A Honduran immigrant family of seven was found Dec. 18 in Moorhead, Minnesota, after they all died of carbon monoxide poisoning, according to a Wednesday press release from police.
Police Chief Shannon Monroe said at a Wednesday press conference that relatives notified the Moorhead Police Department after discovering the bodies on Dec. 18 at around 7:50 p.m. The Ramsey County Medical Examiner’s office found a lethal level of carbon monoxide toxicity in the victims’ bloodstreams.
Police identified the victims as 37-year-old Belin Hernandez, 34-year-old Marleny Pinto, 32-year-old Eldor Hernandez Castillo, 19-year-old Mariela Guzman Pinto, 16-year-old Breylin Hernandez, 7-year-old Mike, and 5-year-old Marbley, according to a Dec. 20 post. Five of the victims were found in their beds, while Belin and Marleny were found lying on their bedroom floor.
Monroe said that detectives worked with the Moorhead Fire Department, the State Fire Marshal’s office, and the Minnesota Bureau of Criminal Apprehension to investigate the case. He said the medical examiner’s office suspected carbon monoxide poisoning because the victims were red in color and lab tests later confirmed it to be the cause of death.
Police said that investigators discovered a furnace located inside the garage with an “exterior intake for fresh air” and a Kia van with a dead battery and a half-full gas tank. Mechanics tested the vehicle and told authorities that the alternator worked correctly.
Detectives, along with the State Fire Marshal and an HVAC official, examined the furnace for malfunctions that could have led to the victims’ deaths however, the professionals concluded that the furnace was working properly.

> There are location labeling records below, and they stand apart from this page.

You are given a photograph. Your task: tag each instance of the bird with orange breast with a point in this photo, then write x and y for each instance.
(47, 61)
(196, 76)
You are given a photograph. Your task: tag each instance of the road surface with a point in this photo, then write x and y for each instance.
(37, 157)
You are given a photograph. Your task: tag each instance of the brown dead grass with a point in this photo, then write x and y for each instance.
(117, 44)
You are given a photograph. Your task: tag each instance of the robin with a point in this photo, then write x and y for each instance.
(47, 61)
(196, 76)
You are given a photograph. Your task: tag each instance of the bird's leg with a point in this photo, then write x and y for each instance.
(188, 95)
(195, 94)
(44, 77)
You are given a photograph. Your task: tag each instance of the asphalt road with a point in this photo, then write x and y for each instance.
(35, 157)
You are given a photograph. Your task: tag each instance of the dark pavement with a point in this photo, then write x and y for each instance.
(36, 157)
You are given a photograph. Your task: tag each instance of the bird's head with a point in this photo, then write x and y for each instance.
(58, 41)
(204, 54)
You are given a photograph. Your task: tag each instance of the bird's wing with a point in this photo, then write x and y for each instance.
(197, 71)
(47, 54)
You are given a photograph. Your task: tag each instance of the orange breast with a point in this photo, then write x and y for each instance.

Monroe also said that the victims were dressed in light clothing which led detectives to believe that the furnace “was heating sufficiently.” When law enforcement officials arrived, the home’s temperature was 54 degrees and only the furnace fan was on, according to Monroe.

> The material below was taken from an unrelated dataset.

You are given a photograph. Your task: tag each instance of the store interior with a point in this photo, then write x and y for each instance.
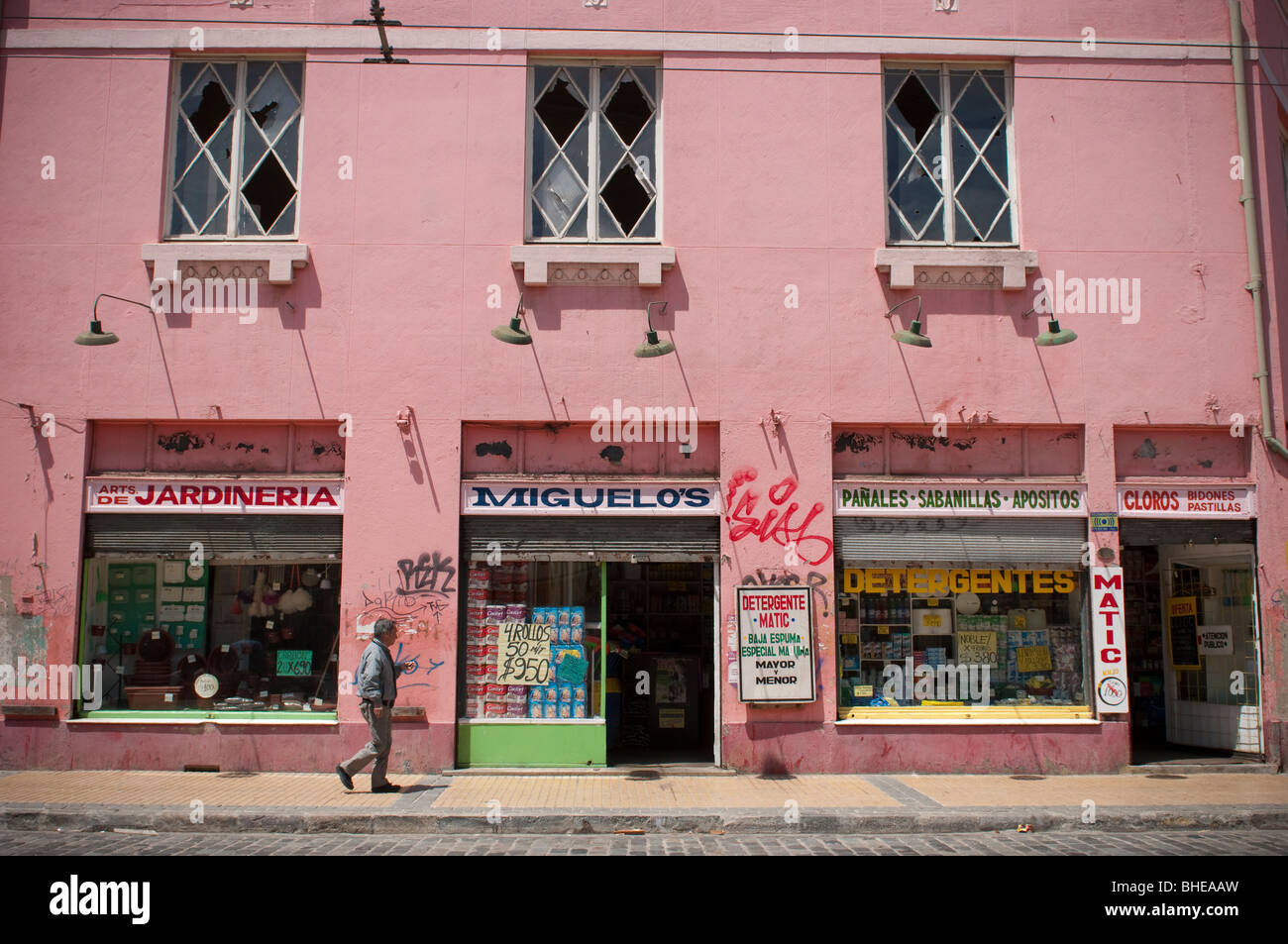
(250, 636)
(1171, 668)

Police said detectives found a carbon monoxide detector in the laundry room cabinet but it did not have a battery.
The family’s blood samples are being studied in a separate lab to look for hydrogen cyanide, which comes from the exhaust of a motor vehicle. Those test results could take up to eight weeks to complete and will further determine the possible cause of the poisoning.